14 April 2009
21st century science used on prehistoric art
Last January, the Eastern Michigan University assistant professor Ruth Ann Armitage, her husband Dan Fraser, California archeologist Suzanne Baker and a team of others reached remote northern Nicaragua to date prehistoric cave paintings. Armitage is an analytical chemist who uses a process called plasma chemical oxidation to carbon-date ancient drawings. She was able to obtain samples of the charcoal and the paint from the drawings and brought the samples back to her lab at EMU. Once she's able to date the art, the scientists will have a better sense of who might have done the paintings.
Etched in charcoal and reddish paint, the paintings show handprints, shapes and spirals, dots, an upside-down childlike figure and other images. Other art in the cave, tentatively believed to be a ritual cave, includes figures and faces carved in stalactites and stalagmites, called speleotherms. Baker has done other work in Nicaragua. She made her first trip to the cave, called Cueva la Conga, in 2006 after a Mennonite missionary living in the area contacted her about it, she said. "There is zero archaeological work that has been done in this area," said Baker. "So we're not sure prehistorically who was living there. ... This is very ground-level research we are doing because we just have zero information."

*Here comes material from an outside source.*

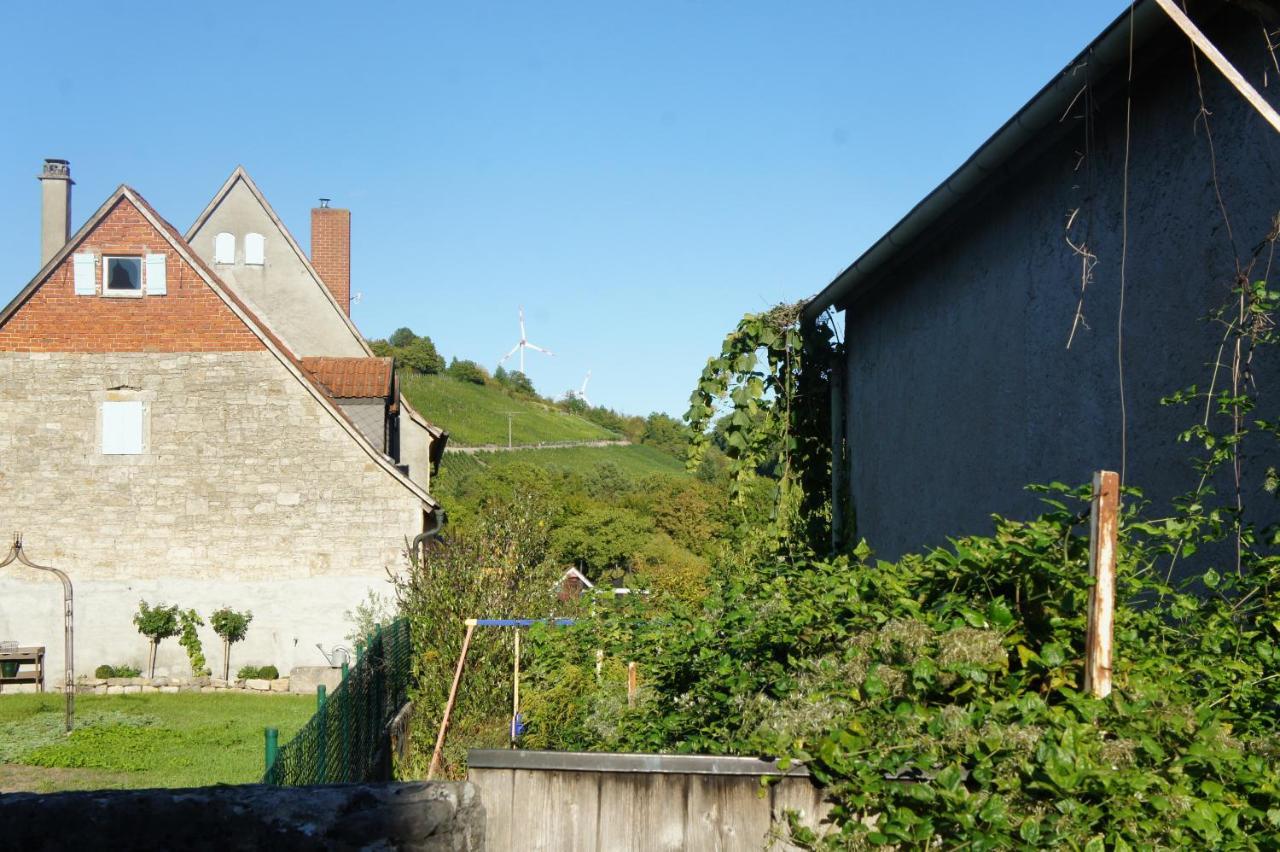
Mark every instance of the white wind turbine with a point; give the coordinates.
(524, 344)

The cave, which is situated on private land, has already been vandalized. Armitage and Baker hope their work will draw attention to the important of archeology and preservation, and will help prevent further destruction. And, they hope it adds to the body of archaeological knowledge in a country with few resources for such research, and a field in which little funding is available in the United States, either. "It comes down to funding what's more important - archaeology or people having food," she said.